Brad Flansbaum drew my attention to this testimony before the House Ways and Means Committee by Mark Miller, Executive Director of the Medicare Payment Advisory Commission (emphasis added):
However, hospitals’ overall Medicare margin—a measure of the relationship between Medicare payments for, and hospitals’ costs of, providing care to Medicare patients—is negative. In 2013, the median hospital margin was –5.4 percent. Relatively efficient hospitals (i.e., hospitals with lower costs and better quality over three years) had a median margin of 2 percent in 2013.

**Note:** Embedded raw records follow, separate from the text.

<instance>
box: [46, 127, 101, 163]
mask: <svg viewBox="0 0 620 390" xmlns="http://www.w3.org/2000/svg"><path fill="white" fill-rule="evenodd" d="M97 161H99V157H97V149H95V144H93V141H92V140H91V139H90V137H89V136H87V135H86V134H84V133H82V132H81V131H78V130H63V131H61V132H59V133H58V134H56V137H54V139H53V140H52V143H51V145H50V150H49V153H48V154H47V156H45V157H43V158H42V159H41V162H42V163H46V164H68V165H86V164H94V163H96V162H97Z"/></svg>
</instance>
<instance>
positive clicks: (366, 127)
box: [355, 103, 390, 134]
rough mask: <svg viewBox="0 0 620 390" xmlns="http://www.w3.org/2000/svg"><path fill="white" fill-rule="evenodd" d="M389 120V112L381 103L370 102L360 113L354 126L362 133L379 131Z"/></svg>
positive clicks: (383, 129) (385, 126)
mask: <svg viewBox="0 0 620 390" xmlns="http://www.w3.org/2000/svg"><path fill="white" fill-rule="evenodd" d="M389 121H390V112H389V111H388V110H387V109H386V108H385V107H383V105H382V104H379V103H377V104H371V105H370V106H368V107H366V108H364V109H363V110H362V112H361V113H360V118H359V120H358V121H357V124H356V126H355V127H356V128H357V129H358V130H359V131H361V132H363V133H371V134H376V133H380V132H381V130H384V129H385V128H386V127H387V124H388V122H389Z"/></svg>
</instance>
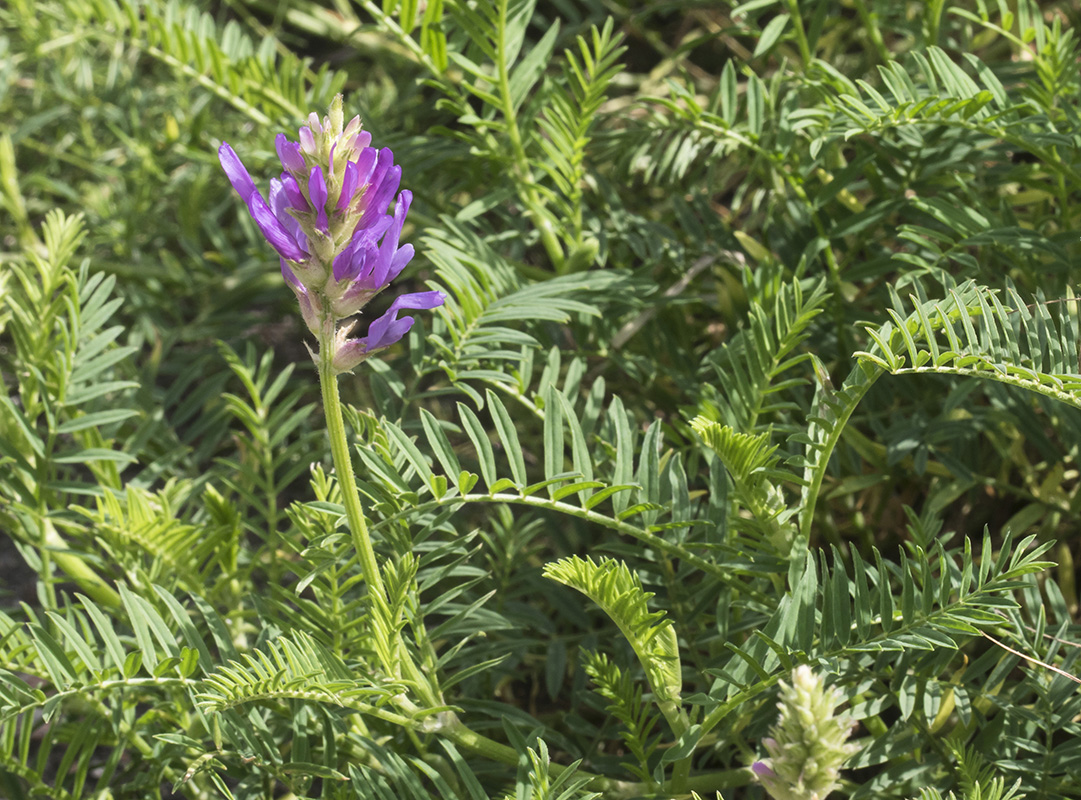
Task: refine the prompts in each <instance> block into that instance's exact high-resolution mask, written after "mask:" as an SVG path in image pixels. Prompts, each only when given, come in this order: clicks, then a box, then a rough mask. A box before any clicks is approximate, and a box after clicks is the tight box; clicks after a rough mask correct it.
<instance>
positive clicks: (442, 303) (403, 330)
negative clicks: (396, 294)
mask: <svg viewBox="0 0 1081 800" xmlns="http://www.w3.org/2000/svg"><path fill="white" fill-rule="evenodd" d="M445 299H446V295H444V294H443V293H442V292H414V293H413V294H402V295H399V296H398V297H396V298H395V302H393V303H391V304H390V308H388V309H387V312H386V314H384V315H383V316H382V317H379V318H378V319H377V320H375V321H374V322H373V323H372V324H371V325H369V328H368V336H366V337H365V338H363V339H361V342H362V343H363V345H364V349H365V350H366V351H369V352H371V351H372V350H378V349H382V348H384V347H389V346H390V345H392V344H395V343H396V342H398V341H399V339H400V338H401V337H402V336H404V335H405V334H406V333H408V332H409V329H411V328H412V326H413V318H412V317H403V318H402V319H398V312H399V311H400V310H401V309H403V308H413V309H429V308H436V307H438V306H441V305H443V302H444V301H445Z"/></svg>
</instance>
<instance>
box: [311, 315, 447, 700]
mask: <svg viewBox="0 0 1081 800" xmlns="http://www.w3.org/2000/svg"><path fill="white" fill-rule="evenodd" d="M334 324H335V323H334V319H333V318H331V317H328V318H326V319H325V320H324V321H323V337H322V342H321V343H320V346H319V386H320V388H321V390H322V396H323V414H324V416H325V417H326V434H328V436H329V437H330V440H331V455H332V457H333V458H334V471H335V472H336V474H337V479H338V485H339V486H341V489H342V502H343V505H344V506H345V517H346V521H347V523H348V525H349V533H350V535H351V536H352V545H353V547H355V548H356V550H357V559H358V561H360V570H361V573H363V575H364V583H365V584H368V592H369V597H370V599H371V602H372V603H373V604H378V605H379V606H382V609H383V610H386V609H388V608H389V606H390V597H389V595H387V588H386V585H385V584H384V583H383V571H382V570H381V569H379V563H378V561H377V560H376V558H375V548H374V547H373V546H372V537H371V534H370V533H369V531H368V520H366V519H365V518H364V509H363V508H362V507H361V505H360V493H359V492H358V491H357V478H356V476H355V475H353V471H352V458H351V457H350V455H349V440H348V437H347V436H346V431H345V419H343V417H342V398H341V397H339V395H338V387H337V375H336V374H335V372H334V364H333V355H334V350H333V347H331V342H333V337H334ZM376 635H379V631H376ZM391 636H392V637H393V641H392V642H391V645H392V646H391V648H390V650H391V652H393V653H396V654H397V656H398V662H399V664H400V667H401V670H402V671H403V672H404V674H405V677H406V678H409V679H410V680H411V681H413V683H414V684H415V686H416V691H417V694H418V695H419V697H421V699H422V701H423V702H424V703H425V704H427V705H428V706H429V707H433V706H439V705H442V701H440V699H439V697H438V692H437V691H436V690H435V688H433V686H432V683H431V681H430V680H429V679H428V678H426V677H425V676H424V675H423V674H422V672H421V670H419V669H418V668H417V666H416V664H414V663H413V657H412V656H411V655H410V652H409V650H408V649H406V648H405V643H404V642H403V641H402V638H401V634H400V632H398V631H395V632H392V634H391ZM382 666H383V668H384V670H385V671H386V672H387V674H388V675H390V674H392V672H393V665H392V664H384V665H382Z"/></svg>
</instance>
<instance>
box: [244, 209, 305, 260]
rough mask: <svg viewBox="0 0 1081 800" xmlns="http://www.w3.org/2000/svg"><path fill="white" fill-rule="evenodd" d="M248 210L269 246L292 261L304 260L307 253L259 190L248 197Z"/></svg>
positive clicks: (283, 255)
mask: <svg viewBox="0 0 1081 800" xmlns="http://www.w3.org/2000/svg"><path fill="white" fill-rule="evenodd" d="M248 211H249V213H250V214H251V215H252V219H254V221H255V224H256V225H258V226H259V230H262V231H263V236H264V237H266V240H267V242H269V243H270V246H271V248H273V249H275V250H277V251H278V254H279V255H281V256H282V257H283V258H289V259H291V261H294V262H299V261H304V259H305V258H307V257H308V254H307V253H306V252H305V251H304V250H303V249H302V248H301V245H299V244H297V243H296V239H294V238H293V236H292V235H291V234H290V232H289V231H288V230H286V229H285V227H284V226H283V225H282V224H281V222H279V219H278V217H277V216H275V213H273V212H272V211H271V210H270V206H269V205H267V201H266V200H264V199H263V196H262V195H259V192H257V191H256V192H253V194H252V195H251V196H250V197H249V198H248Z"/></svg>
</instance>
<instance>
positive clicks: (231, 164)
mask: <svg viewBox="0 0 1081 800" xmlns="http://www.w3.org/2000/svg"><path fill="white" fill-rule="evenodd" d="M217 160H218V161H221V162H222V169H223V170H225V175H226V177H228V178H229V183H230V184H232V188H233V189H236V190H237V194H238V195H240V197H241V199H242V200H243V201H244V202H245V203H246V202H248V198H250V197H251V196H252V195H253V194H256V195H257V194H258V189H256V188H255V182H254V181H252V176H251V175H250V174H249V172H248V169H246V168H245V166H244V164H243V162H242V161H241V160H240V157H239V156H237V154H236V152H233V150H232V148H231V147H229V145H228V144H226V143H225V142H223V143H222V146H221V147H218V148H217Z"/></svg>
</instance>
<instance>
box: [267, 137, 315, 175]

Part of the reason Medicare margins are low is that hospitals have high costs per case driven in part by lack of fiscal pressure from private payers. The Healthcare Cost Insitute reports that payment rates from private insurers have grown at an average of over 5 percent annually from 2011 through 2013. Commercial rates, on average, are about 50 percent higher than hospital costs and over 50 percent higher than Medicare rates. For example, Aetna and Blue Shield of California pay hospitals rates that are often 200 percent of Medicare’s rate for inpatient care and 300 percent of Medicare’s rate for outpatient services in California (California Department of Insurance 2014a, California Department of Insurance 2014b). In 2013, hospital all-payer margins were a record-high 7.2 percent.
The Commission has shown that higher payments from private insurers allow hospitals to have higher costs which, in turn, makes Medicare margins more likely to appear inadequate. There is evidence that higher private insurer payments result from hospital consolidation—that is, hospitals have gained greater market power relative to private insurers. When financial resources are abundant hospitals spend more—increasing their number of inputs and cost per input. All else equal, higher costs per case result in lower Medicare margins.
Of course, hospitals vary in their circumstances. Some hospitals have market power, a higher percentage of private payer patients, and stronger revenue from investments and donations. These hospitals tend to have higher costs. Hospitals without these characteristics have lower costs. Put differently: hospitals with the most revenue have the highest costs per admission. For example, we found that hospitals with low private payer profits from 2008 to 2012 had a median standardized Medicare cost per case in 2013 that was about 9 percent less than the national median, and generated a median overall Medicare profit margin of 4 percent. In contrast, hospitals with high private payer profits over the same period had higher costs per case (3 percent above the national median) and lower Medicare margins (–9 percent). This analysis suggests that hospitals can constrain their costs, but the lack of pressure from private payers is discouraging them from doing so.
This is main, modern “it’s not cost shifting” argument, and it has been offered by MedPAC before.